I also just think about the way that women are always seen to take up too much space, and are never “right” somehow – always either too fat or too thin, too loud, men want a “natural” look but they don’t want to see women without makeup, and I feel like I could keep listing things along these lines.
Yeah. There isn’t any right way to be a woman – particularly a woman of color. We live in a white supremacist, ageist, homophobic, ableist culture. Women are fundamentally broken, born wrong. This feeds nicely into capitalism! There’s always something we can buy to improve ourselves. We spend our whole lives trying to get enough money and enough power to fix ourselves whole. It’s an expensive, life-long pursuit. It costs us everything. But wholeness is an illusion. There’s no solid gold dildo or culturally appropriated herbal spray or customized vitamin pack that can transform a woman into something other than what she is. We just become better products in the eyes of those who do the shopping.
To what degree does making this work, in creating an object outside of yourself, help to dissociate from some of these experiences and give some distance on it?
That’s a great question. I thought it would be cathartic to make this book, but it ended up retraumatizing me. I had to relive many of my worst moments and turn them around in head and figure out how to draw and narrate them. It was a slow, painful process.
I think I’ve let go of the mental and emotional shame, but the shame that lives in my body is still hiding out, making trouble. I’m trying to acknowledge it and just let it live there, maybe turn the lights on and see it a little better. Meditation helps.
How has your work, or the way you work, changed since finishing Commute?
My technical process is basically the same, but I’m doing a lot more research and interviews. I’m trying to figure out how to tell stories besides my own. I’ve worked in healthcare and clinical research for a long time, and I’m writing more about medicine now. The disparities between how men and women are treated for “subjective” medical problems like pain are alarming. It’s exponentially worse for women of color and transgender people. To whatever extent I have a platform, I want to use it to talk about that.

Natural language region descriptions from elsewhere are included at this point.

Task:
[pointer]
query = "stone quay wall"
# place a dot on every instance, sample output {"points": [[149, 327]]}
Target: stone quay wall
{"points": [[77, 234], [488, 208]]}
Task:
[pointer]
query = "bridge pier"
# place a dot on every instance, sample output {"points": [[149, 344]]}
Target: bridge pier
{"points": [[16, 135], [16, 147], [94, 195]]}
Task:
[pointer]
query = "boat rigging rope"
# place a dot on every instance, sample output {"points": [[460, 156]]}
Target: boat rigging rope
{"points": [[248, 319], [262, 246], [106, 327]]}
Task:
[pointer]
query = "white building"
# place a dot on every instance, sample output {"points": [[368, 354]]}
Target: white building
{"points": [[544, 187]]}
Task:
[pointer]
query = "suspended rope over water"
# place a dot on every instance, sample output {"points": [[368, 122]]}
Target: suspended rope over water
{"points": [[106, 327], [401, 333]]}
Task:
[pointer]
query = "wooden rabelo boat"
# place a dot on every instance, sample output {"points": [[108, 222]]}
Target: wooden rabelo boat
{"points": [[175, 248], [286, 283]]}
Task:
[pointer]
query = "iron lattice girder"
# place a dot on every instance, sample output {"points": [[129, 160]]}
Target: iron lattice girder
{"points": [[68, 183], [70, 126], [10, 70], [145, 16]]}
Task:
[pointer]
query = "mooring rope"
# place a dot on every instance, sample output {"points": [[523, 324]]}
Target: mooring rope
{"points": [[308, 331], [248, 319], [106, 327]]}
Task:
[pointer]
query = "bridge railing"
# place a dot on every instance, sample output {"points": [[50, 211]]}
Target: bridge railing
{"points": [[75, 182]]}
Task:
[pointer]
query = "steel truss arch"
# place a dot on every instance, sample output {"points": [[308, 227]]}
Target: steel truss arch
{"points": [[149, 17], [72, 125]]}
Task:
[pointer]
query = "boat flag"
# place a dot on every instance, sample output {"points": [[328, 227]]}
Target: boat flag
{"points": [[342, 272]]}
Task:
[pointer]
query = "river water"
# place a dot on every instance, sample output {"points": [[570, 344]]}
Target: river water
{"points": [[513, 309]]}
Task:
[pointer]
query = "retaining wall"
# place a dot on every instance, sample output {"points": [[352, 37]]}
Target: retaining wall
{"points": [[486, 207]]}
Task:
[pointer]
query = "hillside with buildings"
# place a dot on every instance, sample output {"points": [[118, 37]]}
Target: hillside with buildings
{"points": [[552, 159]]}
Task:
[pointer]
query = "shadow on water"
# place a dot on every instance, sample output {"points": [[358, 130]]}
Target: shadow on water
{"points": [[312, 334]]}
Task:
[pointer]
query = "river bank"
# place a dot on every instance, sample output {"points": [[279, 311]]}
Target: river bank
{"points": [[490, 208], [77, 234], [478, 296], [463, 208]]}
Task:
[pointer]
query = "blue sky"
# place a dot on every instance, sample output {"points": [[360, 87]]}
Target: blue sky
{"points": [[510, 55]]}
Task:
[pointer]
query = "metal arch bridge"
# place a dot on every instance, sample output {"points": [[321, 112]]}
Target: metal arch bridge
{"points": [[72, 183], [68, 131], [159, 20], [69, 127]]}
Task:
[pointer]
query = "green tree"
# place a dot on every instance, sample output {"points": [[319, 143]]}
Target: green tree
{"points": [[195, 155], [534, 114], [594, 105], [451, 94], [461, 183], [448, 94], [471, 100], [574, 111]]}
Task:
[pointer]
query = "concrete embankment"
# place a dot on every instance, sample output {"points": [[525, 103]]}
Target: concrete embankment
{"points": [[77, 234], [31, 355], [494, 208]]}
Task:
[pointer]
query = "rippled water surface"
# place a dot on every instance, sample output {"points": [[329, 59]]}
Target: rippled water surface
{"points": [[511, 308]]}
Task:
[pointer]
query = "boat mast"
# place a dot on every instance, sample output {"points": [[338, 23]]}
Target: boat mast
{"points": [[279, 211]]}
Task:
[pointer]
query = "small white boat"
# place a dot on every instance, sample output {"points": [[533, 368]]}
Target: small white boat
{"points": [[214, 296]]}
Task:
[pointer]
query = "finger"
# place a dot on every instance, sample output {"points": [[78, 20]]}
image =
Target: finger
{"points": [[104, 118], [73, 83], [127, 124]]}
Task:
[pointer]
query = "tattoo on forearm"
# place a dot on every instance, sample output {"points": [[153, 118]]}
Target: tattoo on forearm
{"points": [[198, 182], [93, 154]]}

One reason I ask about how you work is simply that you don’t make comics that look like a lot of people’s, and I’m curious how you think about and work out how you want these pages and these images to look and feel
I think that’s because when I started making comics, I didn’t know anything about them. I’ve read a lot of comics since then, and a lot more about them (hi, Hillary Chute!), but I still don’t know how to make classic comics. I don’t understand gutters and panels. I write a really lean story in a document, and then I just start drawing it. Something about illustrating makes the language come alive for me, and I edit as I go. I don’t know how else to do it. I’m not a particularly good artist or writer, but I’m good at feelings.
In both your book and this comic, they’re very carefully crafted narratives and there is an arc, but I don’t feel like there is a conclusion. They’re stories about concerns that don’t have conclusions. Which can be hard to write.

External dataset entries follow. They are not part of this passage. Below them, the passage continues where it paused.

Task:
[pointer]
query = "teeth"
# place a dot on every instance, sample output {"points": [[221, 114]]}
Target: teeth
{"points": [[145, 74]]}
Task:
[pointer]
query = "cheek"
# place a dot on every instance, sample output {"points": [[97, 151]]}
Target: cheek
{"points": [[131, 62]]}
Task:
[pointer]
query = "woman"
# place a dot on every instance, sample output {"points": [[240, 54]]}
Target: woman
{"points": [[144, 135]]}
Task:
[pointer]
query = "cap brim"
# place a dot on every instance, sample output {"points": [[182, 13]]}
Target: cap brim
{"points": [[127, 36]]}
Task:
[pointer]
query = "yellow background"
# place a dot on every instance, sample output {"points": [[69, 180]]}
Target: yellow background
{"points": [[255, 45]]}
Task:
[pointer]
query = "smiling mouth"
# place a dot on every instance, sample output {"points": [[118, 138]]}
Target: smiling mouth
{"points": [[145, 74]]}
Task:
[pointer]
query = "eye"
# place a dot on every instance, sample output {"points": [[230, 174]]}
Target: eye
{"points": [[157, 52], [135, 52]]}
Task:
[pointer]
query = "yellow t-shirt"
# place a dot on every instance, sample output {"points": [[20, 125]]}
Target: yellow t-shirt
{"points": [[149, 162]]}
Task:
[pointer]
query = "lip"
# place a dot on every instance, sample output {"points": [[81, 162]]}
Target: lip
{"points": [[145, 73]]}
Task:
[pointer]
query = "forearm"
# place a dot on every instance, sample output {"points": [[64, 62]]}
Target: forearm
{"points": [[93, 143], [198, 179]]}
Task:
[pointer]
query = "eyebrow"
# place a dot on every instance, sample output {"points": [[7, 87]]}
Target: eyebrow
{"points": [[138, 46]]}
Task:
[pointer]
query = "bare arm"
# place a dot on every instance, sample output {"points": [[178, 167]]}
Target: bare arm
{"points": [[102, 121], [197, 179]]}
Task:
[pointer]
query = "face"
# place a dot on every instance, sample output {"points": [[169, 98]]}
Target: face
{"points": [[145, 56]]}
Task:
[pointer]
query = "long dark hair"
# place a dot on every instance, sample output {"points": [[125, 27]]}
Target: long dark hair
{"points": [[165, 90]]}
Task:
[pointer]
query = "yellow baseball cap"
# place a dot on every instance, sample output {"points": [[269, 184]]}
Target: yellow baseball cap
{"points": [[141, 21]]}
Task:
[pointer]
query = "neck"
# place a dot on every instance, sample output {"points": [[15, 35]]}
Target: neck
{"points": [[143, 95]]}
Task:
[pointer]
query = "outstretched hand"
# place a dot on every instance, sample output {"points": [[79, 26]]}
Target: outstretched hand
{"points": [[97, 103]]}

The conclusions are writing themselves in real-time. There was no other honest way for me to finish Commute. After the trauma I experienced, and my particular sensitivity to it, I’m not “normal.” I still don’t feel safe in my own body. Therapy helps. I’m still working through it.
Sexual trauma is not just being raped and having your day in court and justice being served and moving on. Trauma lives in the body. It stays. I don’t know how to get it to leave.